Part II: Hepatitis C, Cancer, and Diabetes
Patients with hepatitis C, cancer, or diabetes are living longer with higher qualities of life thanks in part to advancements in target small molecule therapy.

Hepatitis C
Hepatitis C (HCV) was first identified and is believed to account for 90% to 95% of cases scientists had previously labeled non-A and non-B hepatitis.¹³¹ Interferon, so named because it interferes with viral replication, was the first class of treatments approved for HCV. Approved in 1991, interferon alpha, was first to market to treat HCV.¹³² Combination therapies with interferons and antiviral medications ushered in the next generation of therapies.¹³³ Interferons are large polypeptides typically weighing 16 kDa to 20 kDa.

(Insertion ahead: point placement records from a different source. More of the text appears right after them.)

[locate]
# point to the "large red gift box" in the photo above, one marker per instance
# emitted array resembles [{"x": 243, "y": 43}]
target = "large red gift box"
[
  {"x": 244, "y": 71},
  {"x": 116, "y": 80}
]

Recently, several new classes of small molecule hepatitis C drugs targeting different viral enzymes/reproduction mechanisms have emerged.^134,135 These compounds have revolutionized care, by producing cures (undetectable viral load) in a large proportion (>80%) of both naive and experienced patients. The following drugs are indicated for the treatment of hepatitis C:

• Sofosbuvir, (nucleotide analog NS5B polymerase inhibitor; genotypes 1,2,3,4);
• Daclatasvir (NS5a replication complex inhibitor/sofosbuvir; genotype 3);
• Ombitasvir/paritaprevir/ritonavir combination (NS5a replication complex inhibitor/NS3/4a protease inhibitor/CYP3A inhibitor; genotype 4);
• Ledipasvir/sofosbuvir combination (NS5a inhibitor/NS5b polymerase inhibitor; genotype 1)
• Simeprevir (NS3/4a protease inhibitor; genotype 1)

Cancer
For centuries, excision was the only available treatment for cancer.¹³⁶ The influence of hormones on tumor growth formed the basis of small molecule treatments such as tamoxifen and aromatase inhibitors. Chemotherapy with small molecules revolutionized cancer treatment by killing tumor cells that were not removed via surgery or eradicated by radiation, and thereby enabling long-term remission.¹³⁷ Increased understanding of genetic differences in tumors and people has led to personalized cancer treatments.¹³⁸ Genetic traits of the tumor can be profiled to determine its susceptibility to a drug (e.g., BCR- ABL translocation, EGFR mutation for example). A profile can also determine a person’s individual ability to metabolize a drug (e.g., CYP450 enzymes, UGT1a1, DPYD), which can impact exposure, efficacy, and side effects.^139,140

The class of therapies known as growth signal inhibitors comprises small molecules that block tumor growth signals and represent a leap forward in oncology treatment. Gefitinib and imatinib are two widely prescribed small molecule growth signal inhibitors.¹⁴¹ The American Society of Clinical Oncology (ASCO) calls the development of imatinib one of the top 5 advances in modern oncology.¹⁴² FDA approval of imatinib for chronic myelogenous leukemia launched a new era of oncology drugs that target a cancer cell’s specific molecular defects, but spare surrounding healthy tissue.¹⁴³

Diabetes
Traditional treatment for diabetes includes exogenous insulin taken in formulations that attempt to mimic normal endogenous pancreatic secretion. Sulfonylureas, small molecules that stimulate the pancreas to release more insulin, also treat diabetes. They have been introduced in two waves: first in the 1950s and then again in the 1980s. The latter medications enabled patients to take smaller doses and reportedly have fewer treatment-related adverse events.¹⁴⁴ Newer small molecules enhance the body’s own ability to lower elevated blood sugar (e.g., DPP-4 inhibitors) or block the activity of sodium glucose transport in the kidneys (e.g., canagliflozin, dapagliflozin).^145,146

While some new classes of therapies to treat diabetes include large polypeptides (e.g., GLP-1 inhibitors) an orally active small molecule, AdipoRon, has shown promising preclinical results. AdipoRon ameliorates diabetes in genetically obese rodent models.¹⁴⁷

Summary
Small molecules have revolutionized the treatment of HCV, cancer, and diabetes. Whereas HCV was formerly a chronic and debilitating condition, small molecules have enabled cures. Oncology treatments have evolved dramatically over the last few decades. Targeted, and personalized small molecule therapies have ushered in a new era in cancer treatment. Finally, diabetes treatments typically involve peptides (e.g., insulin), however, new orally available small molecules act through a variety of mechanisms and often supplement insulin therapy making it more effective. Across these three disease states, the development of small molecule based therapies has led to increased survival, and quality of life in many patients.